I trained as a graphic designer and have worked in the industry for over 20 years. The vast majority of that work is ephemeral (annual reports, packaging, brochures, invitations etc) or digital. Despite a rewarding career, I found myself wanting to create physical objects by hand, imbuing them with lasting value.
Tell us more about Tocco Studio.
Tocco Studio creates hand-knit felted vessels and objects. I launched the company in November, 2016. Tocco means “touch” in Italian. I love the tactile nature of felt: it softness, its feel in my hand and the malleability of its semi-sturdy structure.
The collection straddles the line between art and design and gives the collector flexibility in use of the product. While some may see the line as objects d’art, and display them alone or in a grouping, others may use them to showcase flowers, branches or collectibles. All vases come with an insert, making them suitable for fresh flower arrangements. The vessels have beautiful organic shapes, that from a distance, resemble ceramic objects.
What made you decide to combine vessels with knitting?

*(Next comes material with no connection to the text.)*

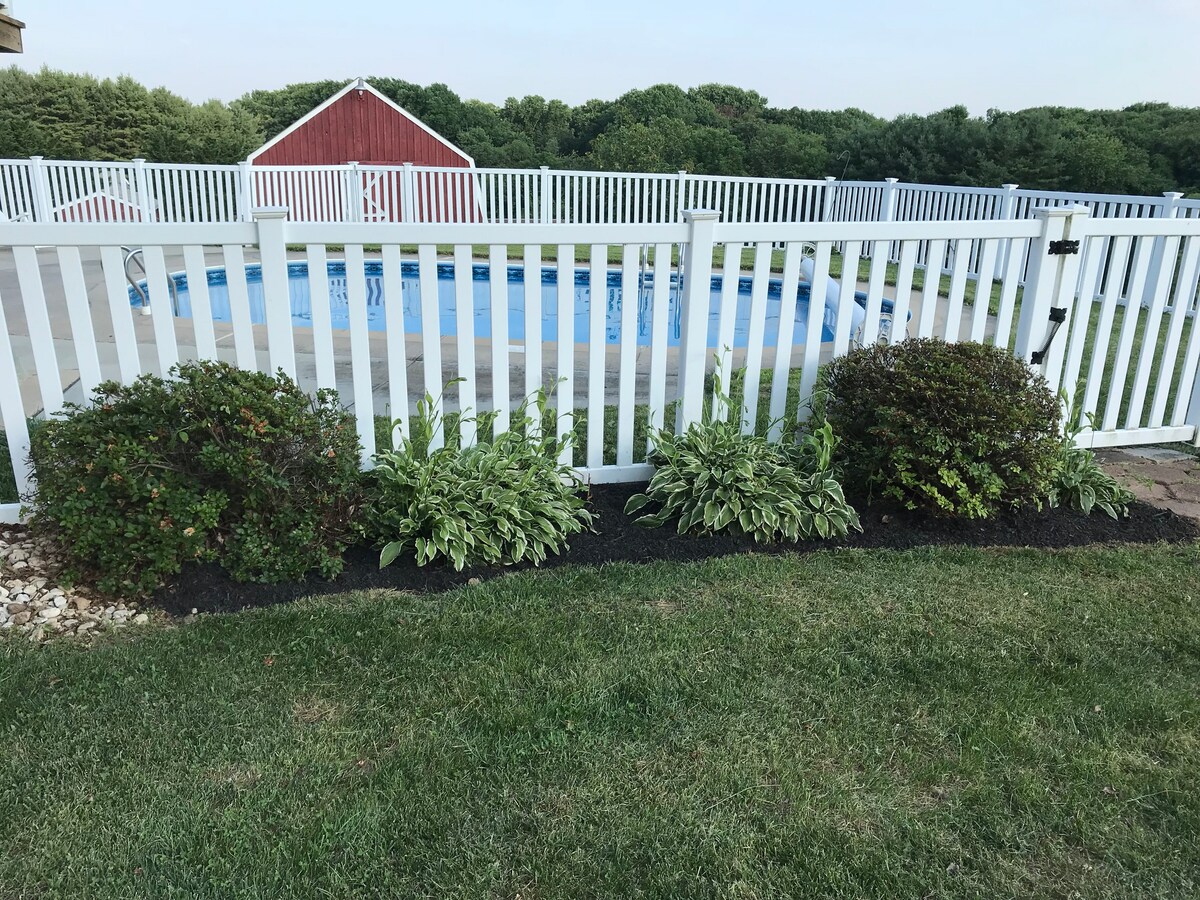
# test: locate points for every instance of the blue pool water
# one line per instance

Many years ago, I saw a simple felted bowl, and was amazed that such a soft, floppy knitted fiber could be transformed into a dense semi-sturdy vessel. After making my first felted bowl, I experienced the transformation of a loosely knitted wool object into a dense structure of interlocking fibers. I was hooked! As I experimented with shapes and colors, pushing the boundaries of the media, I became inspired to share the collection.
How do you come up with the concepts for your vessels and color combos?
As any creative knows, inspiration can strike at any time. The key is exposure to my surroundings and paying attention, whether in museums, traveling, or walks in the woods or by the water. Sometimes it can be as mundane as noticing the light hitting a lichen-covered tree while walking my dog.
Lately, I've been experimenting with indigo. The transformation during the dyeing process is just as exciting as felting. You may not know that when an object is initially taken out of the dye vat, it is lime green! As the dye oxidizes in the air it begins to turn the beautiful color associated with indigo.